Eventually, she trusts Jack enough to let him in on the details of her forgery scam, even allowing him to assist in the selling process. After each successful sale, the duo celebrates their good fortune by treating themselves to a good meal and a night on the town. During one such evening, they head to an underground bar with an entrance that is hidden around the corner from the main thoroughfare. Inside its dark alcoves, the tables resemble velvet pockets and shadowy plumes of tobacco smoke envelop the patrons. Against the shine of the stage, small candles are strewn on surfaces like blooming flowers in a glen. Lee recites Jack’s order by memory to the waiter, insisting he get his preferred expensive cut of steak. Later that night, as a drag performer sings a jazzy rendition of Lou Reed’s “Good Night Ladies,” the camera focuses in on Lee’s face—completely at ease for the first time as she savours the song and the company.

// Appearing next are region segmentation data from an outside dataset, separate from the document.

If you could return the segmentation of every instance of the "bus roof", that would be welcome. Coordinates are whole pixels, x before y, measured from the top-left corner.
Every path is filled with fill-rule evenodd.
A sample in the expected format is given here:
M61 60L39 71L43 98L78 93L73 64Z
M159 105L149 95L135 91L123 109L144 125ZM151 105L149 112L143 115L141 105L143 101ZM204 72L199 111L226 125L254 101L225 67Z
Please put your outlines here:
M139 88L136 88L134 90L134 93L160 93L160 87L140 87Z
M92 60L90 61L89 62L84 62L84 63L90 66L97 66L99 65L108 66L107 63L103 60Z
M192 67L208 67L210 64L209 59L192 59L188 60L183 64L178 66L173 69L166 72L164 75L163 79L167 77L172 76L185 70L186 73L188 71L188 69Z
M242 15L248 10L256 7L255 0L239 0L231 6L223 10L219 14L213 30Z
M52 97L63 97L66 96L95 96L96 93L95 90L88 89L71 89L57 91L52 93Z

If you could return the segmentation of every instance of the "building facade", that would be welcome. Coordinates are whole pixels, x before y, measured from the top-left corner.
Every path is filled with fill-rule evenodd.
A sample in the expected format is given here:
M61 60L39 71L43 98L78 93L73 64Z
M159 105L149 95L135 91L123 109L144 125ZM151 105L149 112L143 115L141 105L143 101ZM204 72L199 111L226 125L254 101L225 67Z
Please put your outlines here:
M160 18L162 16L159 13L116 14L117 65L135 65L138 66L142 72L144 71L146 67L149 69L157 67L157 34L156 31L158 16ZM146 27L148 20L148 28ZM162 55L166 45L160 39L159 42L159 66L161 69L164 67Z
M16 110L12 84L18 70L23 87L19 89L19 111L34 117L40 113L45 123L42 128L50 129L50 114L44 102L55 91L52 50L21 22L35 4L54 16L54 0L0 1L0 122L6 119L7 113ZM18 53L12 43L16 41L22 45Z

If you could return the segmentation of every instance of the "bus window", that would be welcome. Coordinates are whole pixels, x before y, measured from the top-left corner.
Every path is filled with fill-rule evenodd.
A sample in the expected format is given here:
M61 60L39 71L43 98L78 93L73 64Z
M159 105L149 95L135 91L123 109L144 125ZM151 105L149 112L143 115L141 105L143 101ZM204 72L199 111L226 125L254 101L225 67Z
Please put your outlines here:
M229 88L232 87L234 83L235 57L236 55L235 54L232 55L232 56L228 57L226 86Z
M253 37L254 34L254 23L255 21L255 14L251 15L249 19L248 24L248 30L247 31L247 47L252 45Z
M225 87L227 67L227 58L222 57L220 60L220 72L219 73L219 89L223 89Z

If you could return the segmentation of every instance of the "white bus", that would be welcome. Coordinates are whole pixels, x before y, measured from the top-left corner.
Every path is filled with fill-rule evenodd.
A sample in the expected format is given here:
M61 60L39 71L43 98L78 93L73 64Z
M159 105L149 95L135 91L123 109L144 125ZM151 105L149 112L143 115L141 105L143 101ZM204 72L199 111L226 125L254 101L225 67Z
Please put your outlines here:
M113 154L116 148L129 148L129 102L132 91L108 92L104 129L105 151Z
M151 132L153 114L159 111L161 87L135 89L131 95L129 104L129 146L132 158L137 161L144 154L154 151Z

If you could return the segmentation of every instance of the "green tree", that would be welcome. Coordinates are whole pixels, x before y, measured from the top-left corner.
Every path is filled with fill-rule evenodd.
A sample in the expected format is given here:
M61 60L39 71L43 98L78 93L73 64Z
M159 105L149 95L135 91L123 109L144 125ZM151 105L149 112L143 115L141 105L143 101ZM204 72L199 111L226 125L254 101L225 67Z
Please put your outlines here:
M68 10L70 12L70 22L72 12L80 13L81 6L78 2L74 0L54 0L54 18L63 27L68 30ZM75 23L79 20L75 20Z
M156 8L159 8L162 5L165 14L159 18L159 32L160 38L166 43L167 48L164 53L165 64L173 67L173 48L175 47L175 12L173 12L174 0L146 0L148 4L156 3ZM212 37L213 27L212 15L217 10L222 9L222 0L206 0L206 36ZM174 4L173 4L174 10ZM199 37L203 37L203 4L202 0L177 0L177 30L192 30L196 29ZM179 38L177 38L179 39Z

It is through Lee’s self-sabotage and emotional isolation that her forgeries, and her friendship with Jack, can be understood as sentimental, profoundly human acts of care.

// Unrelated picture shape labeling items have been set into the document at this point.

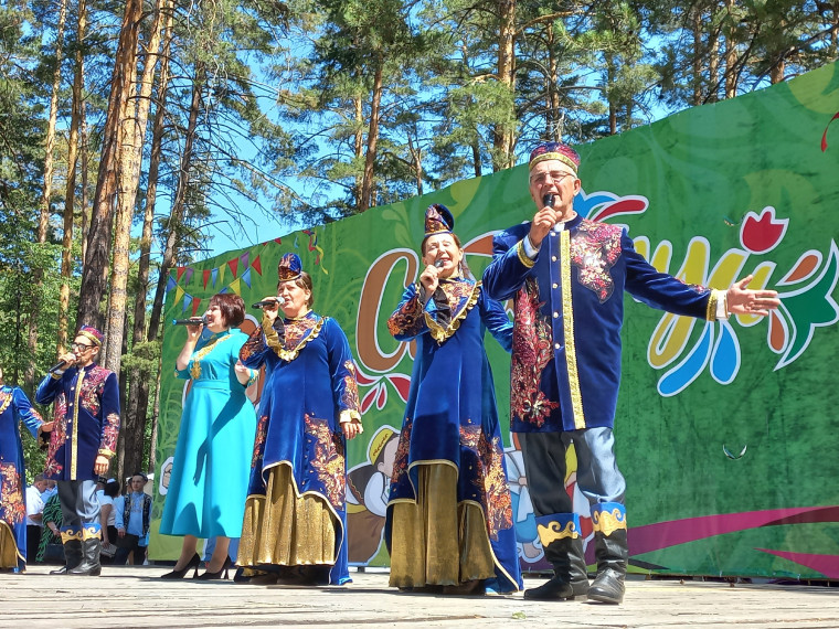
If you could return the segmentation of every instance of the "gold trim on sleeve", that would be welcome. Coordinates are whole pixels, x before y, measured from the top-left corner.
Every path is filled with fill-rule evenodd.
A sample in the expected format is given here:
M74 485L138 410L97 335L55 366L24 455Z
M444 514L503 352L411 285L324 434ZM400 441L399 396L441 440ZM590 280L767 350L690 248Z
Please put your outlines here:
M524 236L527 238L527 236ZM532 260L528 257L528 254L524 253L524 241L519 241L516 243L516 253L519 255L519 262L524 265L528 268L533 268L533 265L537 264L535 260Z

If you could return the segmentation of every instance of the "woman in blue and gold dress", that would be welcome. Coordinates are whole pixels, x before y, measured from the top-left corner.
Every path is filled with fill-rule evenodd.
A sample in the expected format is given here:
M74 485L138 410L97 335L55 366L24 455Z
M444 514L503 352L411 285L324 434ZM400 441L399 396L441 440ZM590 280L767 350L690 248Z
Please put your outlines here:
M182 535L183 545L174 569L162 578L182 578L198 568L198 540L209 537L216 537L215 548L199 578L219 578L222 572L226 577L230 539L242 532L256 431L256 413L245 388L257 376L238 362L247 335L236 328L244 319L244 301L227 292L213 296L203 319L187 326L174 375L192 383L160 521L160 533ZM204 327L213 334L200 341Z
M521 587L510 489L484 334L509 352L512 323L480 284L464 277L454 217L425 217L425 270L387 326L416 340L405 418L391 480L385 541L391 586L444 594Z
M23 469L23 446L19 424L38 437L44 424L26 395L17 386L3 384L0 369L0 569L25 568L26 561L26 479Z
M236 563L251 583L340 585L350 580L346 440L361 433L355 365L340 326L311 311L300 258L283 256L277 275L240 354L269 375Z

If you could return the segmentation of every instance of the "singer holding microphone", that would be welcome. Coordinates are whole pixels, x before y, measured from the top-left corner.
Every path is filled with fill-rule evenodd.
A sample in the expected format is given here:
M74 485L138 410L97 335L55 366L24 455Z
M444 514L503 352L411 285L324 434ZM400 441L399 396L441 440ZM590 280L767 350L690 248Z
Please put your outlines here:
M245 390L257 372L238 362L247 335L238 295L214 295L202 318L182 321L187 340L176 360L174 376L191 380L174 447L160 533L183 537L181 555L164 579L198 576L198 540L216 537L200 579L226 578L231 537L242 532L256 413ZM204 338L206 328L211 335Z
M51 574L102 572L96 479L107 473L119 434L119 383L96 364L102 342L102 332L82 326L35 393L39 404L55 403L44 478L57 481L65 565Z
M521 587L487 330L510 351L512 323L468 274L445 205L425 214L425 268L387 321L416 340L385 542L390 585L453 595Z
M614 435L620 382L624 291L655 308L715 321L730 313L768 314L774 290L750 290L751 276L728 290L687 285L659 273L619 225L574 211L580 156L562 142L530 153L535 214L496 235L484 286L513 299L516 334L510 429L519 434L530 498L553 576L524 598L620 604L629 550ZM627 303L629 301L627 300ZM597 574L588 584L580 516L565 491L573 444L577 487L588 499Z
M311 310L296 254L277 267L241 359L263 388L238 565L253 584L340 585L347 567L347 439L361 433L355 364L338 322ZM282 309L282 316L279 314Z

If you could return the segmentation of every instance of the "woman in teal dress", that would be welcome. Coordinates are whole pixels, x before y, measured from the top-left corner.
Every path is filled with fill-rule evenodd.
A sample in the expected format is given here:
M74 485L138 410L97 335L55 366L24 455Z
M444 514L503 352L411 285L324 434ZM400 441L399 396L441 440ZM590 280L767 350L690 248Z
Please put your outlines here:
M385 520L391 586L443 594L516 591L521 569L487 330L505 350L512 323L479 282L444 205L428 207L426 265L387 321L416 340Z
M340 585L347 568L347 439L361 431L355 364L334 319L312 312L312 284L283 256L277 297L241 358L266 365L238 545L252 583ZM283 316L278 316L278 307Z
M19 387L3 384L0 369L0 569L14 572L26 566L26 481L18 429L21 422L33 437L40 429L52 428Z
M183 536L181 556L163 578L198 571L199 539L216 537L215 550L199 578L226 578L231 537L242 532L256 413L245 388L257 372L238 362L247 335L236 328L245 303L233 294L210 300L203 319L187 326L187 342L176 361L176 377L191 379L174 448L172 476L163 503L160 533ZM212 335L200 340L203 328Z

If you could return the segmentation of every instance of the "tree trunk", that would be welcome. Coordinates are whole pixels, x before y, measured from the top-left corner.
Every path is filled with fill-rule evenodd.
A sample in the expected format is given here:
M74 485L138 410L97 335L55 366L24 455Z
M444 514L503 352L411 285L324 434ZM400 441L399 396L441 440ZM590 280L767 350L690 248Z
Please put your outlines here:
M158 106L155 114L155 122L151 136L151 157L149 160L148 185L146 188L146 210L142 220L142 236L140 237L140 258L137 270L137 295L134 302L134 330L131 347L137 348L146 333L146 296L149 290L149 269L151 266L151 243L155 227L155 206L157 204L158 172L160 169L161 146L163 140L163 115L166 113L166 93L169 87L169 53L172 41L172 15L169 10L169 1L162 2L161 11L168 14L166 24L166 43L160 63L160 77L158 81ZM151 52L158 46L149 45ZM146 67L149 66L147 57ZM144 70L144 85L146 71ZM145 87L142 90L145 94ZM150 94L146 96L149 99ZM145 128L145 125L144 125ZM126 431L125 441L125 467L129 470L139 470L142 465L144 439L146 436L146 414L149 399L149 371L131 369L128 374L128 388L130 396L126 413L126 422L130 424L130 430Z
M84 41L87 29L85 0L78 2L76 41ZM67 314L70 312L70 278L73 275L73 222L76 202L76 164L78 162L78 129L84 114L84 64L81 46L76 49L76 67L73 76L73 105L70 120L70 146L67 147L67 188L64 194L64 238L61 250L61 291L59 296L59 353L67 350ZM84 209L84 207L83 207Z
M149 317L148 339L153 341L158 338L160 329L160 316L163 311L163 297L166 295L166 284L169 279L169 270L176 255L176 245L178 242L178 226L183 221L185 211L184 200L187 198L187 188L189 185L190 172L192 170L192 145L195 140L195 129L198 127L198 116L201 110L201 89L206 81L206 67L203 62L195 63L195 78L192 82L192 103L190 104L189 121L187 124L187 136L183 142L183 153L181 154L180 168L178 169L178 186L172 200L172 210L169 214L169 235L163 248L163 259L160 262L158 271L158 285L155 289L155 302L151 307Z
M117 194L114 265L110 275L110 307L108 308L107 316L108 327L106 338L108 339L108 343L105 354L105 366L116 373L119 373L123 358L123 335L125 334L125 312L127 311L128 298L128 269L130 266L131 220L134 218L135 202L137 200L137 186L140 181L142 146L146 141L146 127L149 117L149 104L151 103L155 68L157 67L158 52L160 50L162 25L161 1L157 0L155 7L155 21L151 25L151 36L149 38L148 50L146 51L146 63L140 79L139 98L135 94L137 64L130 66L126 76L126 82L130 87L123 116L119 167L117 169L119 192ZM130 433L132 428L131 424L134 423L132 418L124 419L128 422L125 430Z
M89 135L87 132L87 104L82 100L82 226L79 227L79 234L82 235L82 268L87 264L87 230L91 224L91 207L87 200L87 188L89 184L91 174L91 153L87 148L87 139Z
M691 34L693 36L693 76L691 83L693 84L693 96L691 98L691 105L694 107L702 104L702 50L704 45L702 43L702 8L698 4L693 9L691 15Z
M364 103L361 100L361 96L353 96L352 97L352 105L355 109L355 137L354 139L354 149L355 149L355 159L361 159L361 156L364 154ZM355 190L353 194L355 195L355 207L361 207L361 189L364 183L364 177L363 174L357 174L355 175Z
M139 43L141 14L142 0L126 0L103 130L99 177L96 181L96 194L94 195L91 227L87 234L87 256L82 270L77 322L96 326L100 329L104 317L99 311L99 303L105 292L108 276L123 120L126 106L132 94L134 79L137 76L137 45ZM115 255L121 254L115 252ZM118 299L119 296L116 298ZM117 349L120 343L116 343Z
M46 147L44 148L44 188L41 194L41 214L38 220L38 242L46 242L46 227L50 224L50 200L52 199L53 152L55 150L55 125L59 119L59 92L61 89L61 60L64 55L64 23L67 19L67 0L61 0L59 25L55 34L55 70L53 71L52 95L50 96L50 120L46 125ZM44 269L40 263L32 269L32 284L40 287ZM41 296L32 291L29 316L29 361L24 373L24 386L32 391L35 383L35 361L38 355L38 312L41 310Z
M368 129L368 147L364 156L364 180L361 182L361 203L359 212L370 207L373 198L373 178L375 177L375 150L379 143L379 118L382 104L382 75L384 72L384 58L381 53L376 60L375 75L373 77L373 100L370 105L370 127Z
M708 103L716 103L720 99L720 39L714 36L709 41L708 50L708 85L709 93L705 96ZM711 89L713 92L711 92Z
M560 70L554 51L553 24L548 24L548 139L554 142L562 141L562 120L560 113L560 92L556 85L560 82Z
M484 169L481 168L480 162L480 140L478 139L478 131L475 130L475 138L471 142L471 150L472 150L472 166L475 167L475 177L480 177L484 174Z
M734 0L725 0L729 12L729 28L725 33L725 98L734 98L737 95L737 43L735 39Z
M500 0L498 7L498 81L510 94L516 90L516 0ZM513 128L505 121L492 130L492 170L499 171L514 166L512 147Z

Disaster strikes soon after when she blames Jack for her cat’s death, banishing him from her home despite knowing he has nowhere else to live. Ignoring his protestations and apologies, she physically and emotionally shuts out her best friend and finds herself alone, once again. Her situation worsens as more sellers and buyers report her pieces as frauds to the authorities, who eventually rope Jack into assisting them in apprehending her. Jack agrees to help the FBI only on the condition that, post-arrest, Lee will have no access to him (no telephone calls, letters, etc.). The sting, which involves the sale of stolen, authentic letters by Lillian Hellman (whose 1934 play The Children’s Hour famously centers on a lesbian affair), is successful. Lee is summoned to court, where she receives a probationary sentence after speaking candidly about her lack of remorse for the forgeries and her willingness to accept punishment.
Several months later, she runs into Jack for the first time since their falling out. Surprisingly, he welcomes her with a few well-timed insults. Lee returns the favor, and they share a chuckle at their barbed rapport. He hints at new health issues, the threat of HIV and AIDS lurking in the background alongside the ways in which they have failed each other as friends. They say nothing further, for what can be said? Their camaraderie rebuffs probation, homelessness and death. Who is to say that the simplicity of an insult and shared drink means less than a hackneyed lap in a winner’s circle?
Lee leaves the bar and we see her at home, writing with a new kitten. Her newfound sense of peace is not a sign of redemption—she did not need to be saved. Rather, she has learned from and accepted her mistakes, failures and flaws through her attempts to connect with others. Heller’s ode to queer personhood and community—and vulnerability, mortality and resilience—under persecution is an urgent call for connection under late stage capitalism. Lee’s story sharpens a quiet joy and humanity from her shortcomings and missteps, elevating the writer and her faked letters to works of art. It is through Lee’s self-sabotage and emotional isolation that her forgeries, and her friendship with Jack, can be understood as sentimental, profoundly human acts of care.